HHS then lifted the pause eight days later on Dec. 31, allowing all states and territories to continue ordering the treatments, citing that “the prevalence of COVID-19 variants remain dynamic.” The decision was also “in light of recent National Institutes of Health (NIH) clinical guidelines published on Dec. 30, 2021, and the significant variability in the prevalence of the Omicron Variant of Concern (VOC),” it added.

The NIH is recommending a three-day course of intravenous remdesivir as a treatment option for nonhospitalized patients with mild to moderate COVID-19 who are at high risk of severe illness when Omicron is more than 80 percent prevalent in a region.

The recommendation was based on the PINETREE trial, which found an 87 percent relative reduction in the risk of hospitalizations and deaths compared to the placebo group. However, there was not a significant difference in the safety profile of both groups as “adverse events occurred in 42.3 [percent] of the patients in the remdesivir group and in 46.3 [percent] of those in the placebo group.”

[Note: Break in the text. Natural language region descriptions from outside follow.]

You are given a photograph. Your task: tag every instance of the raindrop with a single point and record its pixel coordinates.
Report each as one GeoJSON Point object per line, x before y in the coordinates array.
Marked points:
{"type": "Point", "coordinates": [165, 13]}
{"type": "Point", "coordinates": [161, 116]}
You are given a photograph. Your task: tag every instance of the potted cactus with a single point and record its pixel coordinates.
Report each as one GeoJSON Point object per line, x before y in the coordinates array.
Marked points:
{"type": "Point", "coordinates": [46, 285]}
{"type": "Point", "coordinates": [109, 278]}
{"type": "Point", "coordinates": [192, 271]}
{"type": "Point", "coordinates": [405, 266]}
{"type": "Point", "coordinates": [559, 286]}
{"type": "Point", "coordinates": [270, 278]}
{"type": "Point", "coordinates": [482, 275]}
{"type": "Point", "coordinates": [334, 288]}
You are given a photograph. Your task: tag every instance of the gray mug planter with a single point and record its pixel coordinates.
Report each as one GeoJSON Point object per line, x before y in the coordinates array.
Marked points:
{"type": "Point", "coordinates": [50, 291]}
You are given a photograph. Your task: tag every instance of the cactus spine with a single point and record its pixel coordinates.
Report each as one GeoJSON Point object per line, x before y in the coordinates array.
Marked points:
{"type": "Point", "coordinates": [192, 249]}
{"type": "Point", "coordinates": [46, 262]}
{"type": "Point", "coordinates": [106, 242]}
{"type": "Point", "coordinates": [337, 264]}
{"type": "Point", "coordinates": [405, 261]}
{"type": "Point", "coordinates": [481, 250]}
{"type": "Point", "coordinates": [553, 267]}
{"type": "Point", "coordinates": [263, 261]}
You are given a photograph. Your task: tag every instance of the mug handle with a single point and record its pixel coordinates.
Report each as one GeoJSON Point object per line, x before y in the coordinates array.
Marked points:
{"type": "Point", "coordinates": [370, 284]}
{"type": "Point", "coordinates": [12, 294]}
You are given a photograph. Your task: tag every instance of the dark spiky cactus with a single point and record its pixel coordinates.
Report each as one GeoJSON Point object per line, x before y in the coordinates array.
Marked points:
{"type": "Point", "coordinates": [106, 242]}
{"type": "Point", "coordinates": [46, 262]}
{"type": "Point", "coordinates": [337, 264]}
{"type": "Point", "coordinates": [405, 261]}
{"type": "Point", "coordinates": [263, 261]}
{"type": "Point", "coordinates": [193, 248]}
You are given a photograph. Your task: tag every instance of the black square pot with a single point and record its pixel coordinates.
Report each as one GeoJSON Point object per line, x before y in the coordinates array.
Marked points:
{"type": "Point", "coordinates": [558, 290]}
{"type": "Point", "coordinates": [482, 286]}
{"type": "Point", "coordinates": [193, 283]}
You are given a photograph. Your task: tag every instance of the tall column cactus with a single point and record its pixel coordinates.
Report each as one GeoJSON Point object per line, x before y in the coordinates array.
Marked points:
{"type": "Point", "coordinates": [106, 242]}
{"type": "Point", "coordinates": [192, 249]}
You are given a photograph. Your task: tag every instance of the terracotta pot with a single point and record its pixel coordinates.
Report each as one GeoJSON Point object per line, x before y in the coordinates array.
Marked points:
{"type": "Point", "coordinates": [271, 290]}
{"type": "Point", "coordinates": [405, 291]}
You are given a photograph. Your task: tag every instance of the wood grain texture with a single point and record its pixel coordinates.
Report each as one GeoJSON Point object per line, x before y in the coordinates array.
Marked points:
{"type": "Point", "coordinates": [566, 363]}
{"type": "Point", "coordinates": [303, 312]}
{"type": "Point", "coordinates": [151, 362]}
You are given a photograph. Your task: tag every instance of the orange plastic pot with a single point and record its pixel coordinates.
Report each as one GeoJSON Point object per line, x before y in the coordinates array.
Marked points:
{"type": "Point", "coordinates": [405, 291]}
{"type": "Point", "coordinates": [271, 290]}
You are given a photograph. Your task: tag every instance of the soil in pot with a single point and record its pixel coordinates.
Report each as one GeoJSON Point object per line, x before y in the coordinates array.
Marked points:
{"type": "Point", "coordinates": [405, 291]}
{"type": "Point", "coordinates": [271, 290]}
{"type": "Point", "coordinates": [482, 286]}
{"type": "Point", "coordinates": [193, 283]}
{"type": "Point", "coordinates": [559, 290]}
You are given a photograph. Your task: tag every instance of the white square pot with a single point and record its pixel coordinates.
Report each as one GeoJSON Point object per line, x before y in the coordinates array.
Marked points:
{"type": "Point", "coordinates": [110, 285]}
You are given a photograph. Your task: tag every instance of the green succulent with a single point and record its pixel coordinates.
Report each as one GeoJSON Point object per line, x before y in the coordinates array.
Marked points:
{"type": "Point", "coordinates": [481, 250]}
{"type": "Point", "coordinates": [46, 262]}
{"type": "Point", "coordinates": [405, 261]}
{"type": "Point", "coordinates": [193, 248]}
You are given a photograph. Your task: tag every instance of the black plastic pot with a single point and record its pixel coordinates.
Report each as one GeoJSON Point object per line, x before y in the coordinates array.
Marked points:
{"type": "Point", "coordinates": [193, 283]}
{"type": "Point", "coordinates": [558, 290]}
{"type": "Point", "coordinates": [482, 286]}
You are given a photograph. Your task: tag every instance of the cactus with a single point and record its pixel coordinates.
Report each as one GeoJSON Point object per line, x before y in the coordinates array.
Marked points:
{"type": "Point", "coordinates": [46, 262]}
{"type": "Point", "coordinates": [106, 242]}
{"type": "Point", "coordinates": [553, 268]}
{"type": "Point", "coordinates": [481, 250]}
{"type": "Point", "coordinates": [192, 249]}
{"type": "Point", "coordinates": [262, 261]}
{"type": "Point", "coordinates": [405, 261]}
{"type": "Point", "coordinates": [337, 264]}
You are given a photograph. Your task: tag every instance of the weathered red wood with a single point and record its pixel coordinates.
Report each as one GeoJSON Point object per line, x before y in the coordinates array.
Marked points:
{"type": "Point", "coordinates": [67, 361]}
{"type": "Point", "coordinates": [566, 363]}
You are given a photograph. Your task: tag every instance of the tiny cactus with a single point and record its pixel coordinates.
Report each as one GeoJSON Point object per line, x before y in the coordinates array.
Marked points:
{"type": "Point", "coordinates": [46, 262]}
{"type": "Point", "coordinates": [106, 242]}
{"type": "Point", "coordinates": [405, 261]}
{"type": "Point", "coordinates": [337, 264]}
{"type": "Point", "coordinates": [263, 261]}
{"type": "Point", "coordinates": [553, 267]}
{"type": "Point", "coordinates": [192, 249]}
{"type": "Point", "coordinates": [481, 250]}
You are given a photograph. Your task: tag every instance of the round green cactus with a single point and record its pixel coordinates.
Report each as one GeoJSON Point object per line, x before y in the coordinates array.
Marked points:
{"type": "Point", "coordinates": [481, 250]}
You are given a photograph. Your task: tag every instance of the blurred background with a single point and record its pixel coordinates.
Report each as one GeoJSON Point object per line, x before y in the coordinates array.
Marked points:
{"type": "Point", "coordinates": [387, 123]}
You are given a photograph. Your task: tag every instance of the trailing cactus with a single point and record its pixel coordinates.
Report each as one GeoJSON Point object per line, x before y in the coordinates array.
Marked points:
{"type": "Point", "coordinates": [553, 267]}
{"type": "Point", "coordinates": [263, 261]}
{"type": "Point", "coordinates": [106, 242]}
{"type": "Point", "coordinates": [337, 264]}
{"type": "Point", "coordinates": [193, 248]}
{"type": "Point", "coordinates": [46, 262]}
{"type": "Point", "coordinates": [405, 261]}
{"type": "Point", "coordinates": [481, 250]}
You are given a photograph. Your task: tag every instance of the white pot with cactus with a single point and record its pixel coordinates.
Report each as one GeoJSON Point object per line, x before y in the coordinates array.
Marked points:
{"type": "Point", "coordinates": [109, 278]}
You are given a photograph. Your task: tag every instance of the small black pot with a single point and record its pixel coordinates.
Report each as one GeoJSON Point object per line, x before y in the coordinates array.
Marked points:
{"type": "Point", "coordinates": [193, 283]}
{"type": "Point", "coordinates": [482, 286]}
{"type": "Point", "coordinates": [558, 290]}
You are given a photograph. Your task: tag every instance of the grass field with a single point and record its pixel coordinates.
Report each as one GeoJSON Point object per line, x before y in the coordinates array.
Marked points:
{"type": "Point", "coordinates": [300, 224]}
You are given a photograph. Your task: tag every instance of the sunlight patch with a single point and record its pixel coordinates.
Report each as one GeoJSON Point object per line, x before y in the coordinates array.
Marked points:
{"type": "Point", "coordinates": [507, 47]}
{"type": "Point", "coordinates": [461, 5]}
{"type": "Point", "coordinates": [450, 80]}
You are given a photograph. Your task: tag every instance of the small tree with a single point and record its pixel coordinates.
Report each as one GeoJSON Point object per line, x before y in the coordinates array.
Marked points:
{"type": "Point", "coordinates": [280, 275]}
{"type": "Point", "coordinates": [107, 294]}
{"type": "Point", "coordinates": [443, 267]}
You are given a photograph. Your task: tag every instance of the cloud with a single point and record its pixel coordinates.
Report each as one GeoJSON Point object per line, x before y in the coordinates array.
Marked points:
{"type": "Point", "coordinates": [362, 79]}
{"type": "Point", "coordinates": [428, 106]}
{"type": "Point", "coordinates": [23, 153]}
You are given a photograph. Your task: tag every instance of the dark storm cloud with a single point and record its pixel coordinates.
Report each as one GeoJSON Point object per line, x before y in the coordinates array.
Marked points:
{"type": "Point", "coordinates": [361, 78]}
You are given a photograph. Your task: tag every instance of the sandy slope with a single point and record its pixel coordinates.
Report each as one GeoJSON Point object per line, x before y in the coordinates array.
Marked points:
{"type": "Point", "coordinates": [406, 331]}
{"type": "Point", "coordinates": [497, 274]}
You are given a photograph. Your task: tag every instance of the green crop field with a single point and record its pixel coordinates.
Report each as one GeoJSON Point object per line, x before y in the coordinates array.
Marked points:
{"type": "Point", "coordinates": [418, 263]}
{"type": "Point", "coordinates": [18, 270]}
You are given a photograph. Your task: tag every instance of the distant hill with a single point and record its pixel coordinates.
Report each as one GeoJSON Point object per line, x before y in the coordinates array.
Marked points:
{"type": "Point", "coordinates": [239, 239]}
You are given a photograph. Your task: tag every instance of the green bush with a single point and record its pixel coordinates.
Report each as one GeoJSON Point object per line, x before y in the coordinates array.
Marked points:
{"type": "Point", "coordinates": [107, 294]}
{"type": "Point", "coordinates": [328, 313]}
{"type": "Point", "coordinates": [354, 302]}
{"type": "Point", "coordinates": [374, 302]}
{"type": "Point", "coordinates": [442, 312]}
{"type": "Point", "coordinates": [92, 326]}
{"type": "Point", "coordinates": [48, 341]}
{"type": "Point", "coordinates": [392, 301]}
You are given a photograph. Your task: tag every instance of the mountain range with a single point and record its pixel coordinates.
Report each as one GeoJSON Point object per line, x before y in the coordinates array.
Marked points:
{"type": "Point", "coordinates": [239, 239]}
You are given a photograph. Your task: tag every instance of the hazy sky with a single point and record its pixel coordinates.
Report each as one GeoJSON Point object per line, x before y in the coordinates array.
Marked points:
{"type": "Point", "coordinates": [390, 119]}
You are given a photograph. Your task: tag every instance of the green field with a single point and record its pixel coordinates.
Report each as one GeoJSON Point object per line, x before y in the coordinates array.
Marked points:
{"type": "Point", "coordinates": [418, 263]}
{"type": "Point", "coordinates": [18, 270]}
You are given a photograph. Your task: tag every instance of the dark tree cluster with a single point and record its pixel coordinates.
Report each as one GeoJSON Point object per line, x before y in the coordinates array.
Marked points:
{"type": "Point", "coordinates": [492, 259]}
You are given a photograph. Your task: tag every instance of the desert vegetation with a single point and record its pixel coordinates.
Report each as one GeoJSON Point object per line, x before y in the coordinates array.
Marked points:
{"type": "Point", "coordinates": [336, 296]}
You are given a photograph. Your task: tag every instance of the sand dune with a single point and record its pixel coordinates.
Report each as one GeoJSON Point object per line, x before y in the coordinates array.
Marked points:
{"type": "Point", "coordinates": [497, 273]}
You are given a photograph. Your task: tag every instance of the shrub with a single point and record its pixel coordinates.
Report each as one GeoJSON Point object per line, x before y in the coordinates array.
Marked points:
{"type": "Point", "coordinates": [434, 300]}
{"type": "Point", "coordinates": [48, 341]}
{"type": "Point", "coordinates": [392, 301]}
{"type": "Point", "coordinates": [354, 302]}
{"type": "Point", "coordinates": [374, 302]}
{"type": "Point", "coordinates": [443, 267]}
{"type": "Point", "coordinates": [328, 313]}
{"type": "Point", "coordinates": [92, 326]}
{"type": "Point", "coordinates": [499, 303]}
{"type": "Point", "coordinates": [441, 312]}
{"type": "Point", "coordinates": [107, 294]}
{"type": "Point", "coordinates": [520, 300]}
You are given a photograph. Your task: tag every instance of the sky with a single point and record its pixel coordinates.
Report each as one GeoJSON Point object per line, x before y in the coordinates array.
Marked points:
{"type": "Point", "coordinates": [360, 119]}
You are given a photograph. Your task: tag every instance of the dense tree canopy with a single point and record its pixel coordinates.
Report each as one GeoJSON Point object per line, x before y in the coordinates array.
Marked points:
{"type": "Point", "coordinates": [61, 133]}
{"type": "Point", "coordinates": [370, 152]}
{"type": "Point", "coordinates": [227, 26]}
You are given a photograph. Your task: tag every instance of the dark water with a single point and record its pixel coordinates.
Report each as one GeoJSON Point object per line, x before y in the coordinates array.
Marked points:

Remdesivir is approved by the FDA for patients requiring hospitalization. Experts recommend physicians perform “close kidney monitoring when prescribing remdesivir” and be aware that the drug may cause kidney disorders. In addition, the NIH says that every patient should be given a liver function test and a prothrombin time test (to measure the length of time it takes blood to clot) prior to receiving remdesivir.